Assim, no envio dos Doze mensageiros, atua o Único que os envia: Cristo, a Palavra viva do Pai – mensageiro e mensagem, ao mesmo tempo – pois é nele e com ele que o Reino de Deus – sua compaixão – se tornou próximo dos homens. E se crermos Nele, diz Jesus, faremos também as obras que Ele faz (Cf. Jo 14,12), isto é, também seremos capazes de ser compassivos com as multidões cansadas e abatidas, levando-as do inferno do “não-povo” para a bem-aventurança de se tornarem Povo de Deus, Igreja.

Conclusão

Para São Francisco, a compaixão de Jesus Cristo, admirável e divinamente testemunhada na Cruz, é o coração de Deus, o coração do Evangelho, a grande bela e boa nova (Evangelho) que salva os homens porque os liberta do inferno do egocentrismo, tanto dos indivíduos como das massas, congregando-os, assim e de novo, em povo: Povo de Deus, Igreja. Uma compaixão, porém, que se desdobra em atos de misericórdia. Por isso, dizia ainda que “bem-aventurado é o homem que suporta o próximo segundo a sua fragilidade naquilo que quereria ser suportado por ele, se estivesse em situação idêntica” (Ad 18).

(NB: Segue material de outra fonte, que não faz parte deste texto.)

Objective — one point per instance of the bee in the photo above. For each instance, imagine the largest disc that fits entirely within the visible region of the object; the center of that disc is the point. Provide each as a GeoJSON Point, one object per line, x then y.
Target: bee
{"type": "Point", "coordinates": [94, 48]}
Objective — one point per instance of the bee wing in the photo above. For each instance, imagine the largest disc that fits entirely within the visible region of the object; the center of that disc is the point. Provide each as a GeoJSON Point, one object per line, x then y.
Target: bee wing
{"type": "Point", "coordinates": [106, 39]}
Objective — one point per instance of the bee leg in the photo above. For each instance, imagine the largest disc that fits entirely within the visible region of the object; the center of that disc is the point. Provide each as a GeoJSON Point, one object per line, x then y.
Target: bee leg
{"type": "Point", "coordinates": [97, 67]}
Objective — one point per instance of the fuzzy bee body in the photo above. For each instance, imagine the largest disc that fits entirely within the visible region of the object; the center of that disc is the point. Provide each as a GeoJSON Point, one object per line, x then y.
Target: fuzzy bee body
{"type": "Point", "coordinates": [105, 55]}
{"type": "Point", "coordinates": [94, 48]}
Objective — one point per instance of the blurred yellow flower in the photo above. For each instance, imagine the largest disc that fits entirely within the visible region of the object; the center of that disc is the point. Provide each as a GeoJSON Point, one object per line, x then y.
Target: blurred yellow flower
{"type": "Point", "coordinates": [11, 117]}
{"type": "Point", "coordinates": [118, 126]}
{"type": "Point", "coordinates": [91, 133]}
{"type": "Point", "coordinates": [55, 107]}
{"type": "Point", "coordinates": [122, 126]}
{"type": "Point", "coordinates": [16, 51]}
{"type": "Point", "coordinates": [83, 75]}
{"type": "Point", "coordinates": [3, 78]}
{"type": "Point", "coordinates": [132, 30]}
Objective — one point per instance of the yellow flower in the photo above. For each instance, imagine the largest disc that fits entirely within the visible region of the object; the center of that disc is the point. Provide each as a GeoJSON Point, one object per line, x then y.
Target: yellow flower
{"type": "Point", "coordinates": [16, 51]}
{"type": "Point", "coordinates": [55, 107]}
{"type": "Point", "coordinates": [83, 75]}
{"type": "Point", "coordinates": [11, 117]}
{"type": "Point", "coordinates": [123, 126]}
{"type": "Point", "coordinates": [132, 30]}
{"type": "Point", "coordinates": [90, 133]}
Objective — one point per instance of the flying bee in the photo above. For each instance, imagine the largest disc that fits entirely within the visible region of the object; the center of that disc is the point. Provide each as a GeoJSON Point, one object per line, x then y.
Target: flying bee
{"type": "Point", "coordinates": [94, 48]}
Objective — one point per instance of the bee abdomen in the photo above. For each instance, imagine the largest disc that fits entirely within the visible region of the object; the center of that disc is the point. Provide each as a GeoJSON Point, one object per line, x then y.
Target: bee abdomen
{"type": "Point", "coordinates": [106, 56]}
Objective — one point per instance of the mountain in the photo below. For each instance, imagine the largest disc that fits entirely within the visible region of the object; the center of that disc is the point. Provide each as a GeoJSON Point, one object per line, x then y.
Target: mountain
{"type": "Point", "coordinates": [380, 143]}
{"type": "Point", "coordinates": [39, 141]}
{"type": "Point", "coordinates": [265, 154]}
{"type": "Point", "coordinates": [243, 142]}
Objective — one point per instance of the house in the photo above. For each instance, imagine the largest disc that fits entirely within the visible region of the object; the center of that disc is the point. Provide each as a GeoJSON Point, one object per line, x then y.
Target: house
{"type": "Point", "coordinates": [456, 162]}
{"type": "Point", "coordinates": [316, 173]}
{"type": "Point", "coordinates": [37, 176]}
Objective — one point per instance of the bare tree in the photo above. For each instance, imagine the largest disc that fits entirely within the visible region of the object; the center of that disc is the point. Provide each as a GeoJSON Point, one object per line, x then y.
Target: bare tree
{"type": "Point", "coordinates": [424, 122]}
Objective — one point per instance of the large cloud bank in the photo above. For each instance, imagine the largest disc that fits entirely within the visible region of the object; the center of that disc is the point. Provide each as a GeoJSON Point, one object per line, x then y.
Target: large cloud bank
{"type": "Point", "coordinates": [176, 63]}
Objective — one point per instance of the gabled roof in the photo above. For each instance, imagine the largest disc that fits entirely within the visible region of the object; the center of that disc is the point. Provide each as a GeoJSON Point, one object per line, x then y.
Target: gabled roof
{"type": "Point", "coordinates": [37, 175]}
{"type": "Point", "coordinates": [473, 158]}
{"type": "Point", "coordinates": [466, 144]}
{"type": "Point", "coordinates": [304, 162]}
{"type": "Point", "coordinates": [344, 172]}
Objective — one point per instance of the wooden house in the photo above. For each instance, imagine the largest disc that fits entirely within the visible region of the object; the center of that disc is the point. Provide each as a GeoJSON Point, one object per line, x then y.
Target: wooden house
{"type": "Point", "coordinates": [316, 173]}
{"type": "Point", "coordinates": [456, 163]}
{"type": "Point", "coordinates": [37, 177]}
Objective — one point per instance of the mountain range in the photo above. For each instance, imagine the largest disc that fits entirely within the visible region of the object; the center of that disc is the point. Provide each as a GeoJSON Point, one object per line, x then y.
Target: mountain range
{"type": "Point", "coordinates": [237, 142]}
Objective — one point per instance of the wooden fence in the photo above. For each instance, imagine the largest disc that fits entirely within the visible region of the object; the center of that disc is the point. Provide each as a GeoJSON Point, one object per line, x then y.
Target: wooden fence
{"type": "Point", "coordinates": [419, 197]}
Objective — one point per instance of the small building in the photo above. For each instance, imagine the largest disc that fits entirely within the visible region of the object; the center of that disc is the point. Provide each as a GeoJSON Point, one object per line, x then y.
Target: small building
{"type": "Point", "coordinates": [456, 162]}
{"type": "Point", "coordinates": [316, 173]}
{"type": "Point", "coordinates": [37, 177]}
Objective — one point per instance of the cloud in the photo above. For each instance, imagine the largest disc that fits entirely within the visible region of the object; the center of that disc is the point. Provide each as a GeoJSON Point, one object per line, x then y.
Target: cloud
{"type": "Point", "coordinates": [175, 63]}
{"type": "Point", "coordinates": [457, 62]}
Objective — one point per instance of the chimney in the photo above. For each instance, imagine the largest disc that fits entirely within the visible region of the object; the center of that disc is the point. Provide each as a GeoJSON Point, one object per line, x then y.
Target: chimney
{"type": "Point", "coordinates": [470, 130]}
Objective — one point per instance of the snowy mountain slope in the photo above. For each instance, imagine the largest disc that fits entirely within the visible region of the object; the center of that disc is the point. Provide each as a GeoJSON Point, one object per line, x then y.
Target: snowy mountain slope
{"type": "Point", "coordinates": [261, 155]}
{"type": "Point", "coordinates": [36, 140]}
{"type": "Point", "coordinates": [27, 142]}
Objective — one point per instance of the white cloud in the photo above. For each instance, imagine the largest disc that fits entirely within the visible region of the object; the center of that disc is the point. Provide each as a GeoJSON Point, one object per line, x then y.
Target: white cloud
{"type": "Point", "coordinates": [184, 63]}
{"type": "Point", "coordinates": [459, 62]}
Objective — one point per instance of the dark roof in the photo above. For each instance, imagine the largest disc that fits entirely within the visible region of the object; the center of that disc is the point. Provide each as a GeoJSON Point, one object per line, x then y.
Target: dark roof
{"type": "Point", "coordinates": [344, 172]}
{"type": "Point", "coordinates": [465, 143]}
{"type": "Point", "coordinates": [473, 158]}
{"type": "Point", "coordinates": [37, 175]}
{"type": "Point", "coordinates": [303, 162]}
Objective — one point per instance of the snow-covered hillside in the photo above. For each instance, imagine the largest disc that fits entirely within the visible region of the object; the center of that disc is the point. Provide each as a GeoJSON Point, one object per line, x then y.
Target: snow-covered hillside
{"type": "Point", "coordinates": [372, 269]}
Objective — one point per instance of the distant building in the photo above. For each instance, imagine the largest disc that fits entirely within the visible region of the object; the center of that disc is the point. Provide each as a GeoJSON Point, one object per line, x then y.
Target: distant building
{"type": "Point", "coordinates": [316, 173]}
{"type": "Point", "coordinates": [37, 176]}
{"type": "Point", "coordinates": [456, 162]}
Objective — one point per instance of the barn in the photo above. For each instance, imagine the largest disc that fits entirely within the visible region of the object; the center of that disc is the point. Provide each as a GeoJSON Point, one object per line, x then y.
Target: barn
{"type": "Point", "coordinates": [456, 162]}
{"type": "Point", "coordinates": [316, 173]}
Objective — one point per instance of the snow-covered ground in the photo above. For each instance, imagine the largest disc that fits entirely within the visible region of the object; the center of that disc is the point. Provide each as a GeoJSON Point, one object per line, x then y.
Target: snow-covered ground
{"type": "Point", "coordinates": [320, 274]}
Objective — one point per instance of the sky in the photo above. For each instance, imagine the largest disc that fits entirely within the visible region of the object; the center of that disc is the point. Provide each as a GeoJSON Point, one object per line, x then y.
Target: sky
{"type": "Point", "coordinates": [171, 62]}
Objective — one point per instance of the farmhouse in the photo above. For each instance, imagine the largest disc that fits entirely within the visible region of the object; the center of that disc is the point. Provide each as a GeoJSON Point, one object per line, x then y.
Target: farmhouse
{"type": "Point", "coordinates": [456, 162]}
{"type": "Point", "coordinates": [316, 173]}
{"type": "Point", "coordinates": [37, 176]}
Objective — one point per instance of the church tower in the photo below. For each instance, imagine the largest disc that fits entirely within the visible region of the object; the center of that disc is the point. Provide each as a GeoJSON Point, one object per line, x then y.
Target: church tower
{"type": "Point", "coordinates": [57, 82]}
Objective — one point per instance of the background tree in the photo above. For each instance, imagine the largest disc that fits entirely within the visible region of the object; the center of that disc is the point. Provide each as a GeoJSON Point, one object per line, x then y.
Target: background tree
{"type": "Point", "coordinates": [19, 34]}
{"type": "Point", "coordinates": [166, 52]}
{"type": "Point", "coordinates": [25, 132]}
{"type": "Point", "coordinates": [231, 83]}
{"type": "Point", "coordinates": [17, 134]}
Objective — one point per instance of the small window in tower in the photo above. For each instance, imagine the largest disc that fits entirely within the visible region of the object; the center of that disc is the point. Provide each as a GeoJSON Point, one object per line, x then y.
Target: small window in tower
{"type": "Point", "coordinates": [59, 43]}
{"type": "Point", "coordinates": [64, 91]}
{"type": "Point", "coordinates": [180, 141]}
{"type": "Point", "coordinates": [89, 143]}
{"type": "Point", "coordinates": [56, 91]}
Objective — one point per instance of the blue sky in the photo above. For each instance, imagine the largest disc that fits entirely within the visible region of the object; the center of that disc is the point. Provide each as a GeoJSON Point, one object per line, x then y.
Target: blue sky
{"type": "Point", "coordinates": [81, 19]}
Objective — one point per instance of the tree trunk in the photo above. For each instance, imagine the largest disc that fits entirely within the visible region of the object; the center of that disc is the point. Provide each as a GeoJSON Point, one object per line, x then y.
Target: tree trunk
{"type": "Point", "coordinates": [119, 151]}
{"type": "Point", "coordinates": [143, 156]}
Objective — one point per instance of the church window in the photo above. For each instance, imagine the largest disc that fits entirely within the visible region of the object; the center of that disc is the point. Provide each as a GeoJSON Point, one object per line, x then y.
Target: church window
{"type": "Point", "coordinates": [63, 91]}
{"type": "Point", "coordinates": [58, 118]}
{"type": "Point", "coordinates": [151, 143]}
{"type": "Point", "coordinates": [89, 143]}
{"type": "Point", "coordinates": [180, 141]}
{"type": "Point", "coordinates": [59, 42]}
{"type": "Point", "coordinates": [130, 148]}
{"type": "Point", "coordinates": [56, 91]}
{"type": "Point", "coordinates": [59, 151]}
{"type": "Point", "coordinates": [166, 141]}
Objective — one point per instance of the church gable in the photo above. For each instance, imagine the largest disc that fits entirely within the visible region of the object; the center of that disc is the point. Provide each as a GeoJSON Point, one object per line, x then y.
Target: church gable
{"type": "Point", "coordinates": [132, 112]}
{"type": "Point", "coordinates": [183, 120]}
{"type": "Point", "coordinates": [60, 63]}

Neste sentido, Jesus não está chamando e constituindo funcionários, tarefeiros, mas pessoas para, primeiramente, serem e estarem com ele como amigos, irmãos, companheiros no mesmo chamado e na mesma missão do Pai (“companheiro”, no latim “cum” + “panis”: aquele que come do mesmo pão). Por isso, diz nosso Papa Francisco: “o verdadeiro missionário, que não deixa jamais de ser discípulo, sabe que Jesus caminha com ele, fala com ele, respira com ele, trabalha com ele. Sente Jesus vivo com ele, no meio da tarefa missionária. Se uma pessoa não O descobre presente no coração mesmo da entrega missionária, depressa perde o entusiasmo e deixa de estar segura do que transmite, faltam-lhe força e paixão. E uma pessoa que não está convencida, entusiasmada, segura, enamorada, não convence ninguém (EG 266).